Spullen hergebruiken. Ik ben voor. Tenminste, dat dacht ik. Tot ik op Facebook een bericht tegenkom waarin boeken over rouw te koop worden aangeboden. De aanbieder schrijft erbij ‘ik heb ze niet meer nodig’. Alsof ik een stoot voor m’n kop krijg. Ik denk: wát? Ik denk: dit kán toch niet? Ik ben me toch ineens een partij verontwaardigd! Dit is ongepast! Ik schuif m’n bureaustoel met een ruk naar achter en loop naar beneden. Even theezetten dan maar.

Terwijl ik sta te wachten tot het water kookt, stel ik mezelf vragen. Waarom raakt dit me zo? Wat is hier nou precies ongepast aan? Toch fijn voor die vrouw? Dat die boeken haar niet meer hoeven helpen? Zij
kan het zelf. “Dat is het,” zegt René in mijn hoofd.

“Jij bent daar niet. Of: nog niet.” Daar heeft hij een punt. Ik lees alles wat los- en vastzit over rouw. Altijd al een lezer geweest, dus in dit verdriet grijp ik ook naar boeken – maar geen fictie, dat lukt echt niet, daar kan ik de concentratie niet voor opbrengen. Sommige dingen, of nou ja, emoties, bij het verliezen van je geliefde zijn universeel, zo lees ik. Je mist ’m. Je denkt aan ’m. Je praat in gedachten met ’m. Je lijf laat weten dat dit heus geen normale situatie is. Maar wat de invulling daarvan is, hoe je dit precies ervaart, is toch voor iedereen anders. En ook, zo merk ik, waar je extra gevoelig op reageert.

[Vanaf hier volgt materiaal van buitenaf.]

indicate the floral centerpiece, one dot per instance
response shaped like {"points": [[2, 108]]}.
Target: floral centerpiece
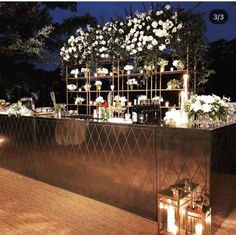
{"points": [[58, 108], [142, 98], [105, 111], [98, 85], [85, 71], [75, 72], [102, 71], [173, 84], [208, 110], [145, 34], [128, 68], [157, 99], [119, 103], [178, 64], [131, 82], [18, 110], [87, 87], [79, 100], [99, 101], [162, 63]]}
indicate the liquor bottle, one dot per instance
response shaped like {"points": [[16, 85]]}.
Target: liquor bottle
{"points": [[134, 112]]}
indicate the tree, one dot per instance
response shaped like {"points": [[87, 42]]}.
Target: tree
{"points": [[28, 36]]}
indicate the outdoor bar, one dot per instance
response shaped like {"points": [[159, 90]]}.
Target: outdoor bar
{"points": [[133, 132], [129, 166]]}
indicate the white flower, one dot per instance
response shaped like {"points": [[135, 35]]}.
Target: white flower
{"points": [[79, 100], [162, 47], [98, 83], [141, 98], [159, 13], [154, 24], [206, 108], [128, 67], [196, 106], [158, 98], [132, 81], [120, 99], [167, 7], [154, 42], [150, 47], [179, 26], [102, 70]]}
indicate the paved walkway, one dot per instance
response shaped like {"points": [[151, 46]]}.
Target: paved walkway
{"points": [[30, 207]]}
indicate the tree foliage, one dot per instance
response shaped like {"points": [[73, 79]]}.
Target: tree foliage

Zoon Pelle en ik zijn bijvoorbeeld nogal allergisch voor mensen die dingen invullen voor ons of René. Toen Pelle vorige maand een nieuwe baan kreeg, zei iemand tegen hem: “Je vader ziet het vast, daar ergens boven. Wat zal ’ie trots op je zijn.” Pelle wilde eigenlijk om een teiltje vragen. En hij dacht: dat wéét jij helemaal niet, wat mijn vader hiervan zou vinden. Tegen mij zei iemand laatst: “Als je zo lang samen bent geweest, dan voelt zijn dood vast als een amputatie.” Nou. Nee. Fien en Tom, onze oudste kinderen, vinden Pelle en mij zeikerds. Zij vinden dat als mensen het goed bedoelen, dat het dan prima is. Ik kan nog niet in mildheid reageren. Daar ben ik óók nog niet. Karin Kuiper schreef in haar rouwboek Je mag mij altijd bellen dat weduwen ‘een lastig volkje’ zijn. Hard to please. Klopt, en ik was al niet de makkelijkste. “Aan je zelfkennis mankeert niks,” breekt René in.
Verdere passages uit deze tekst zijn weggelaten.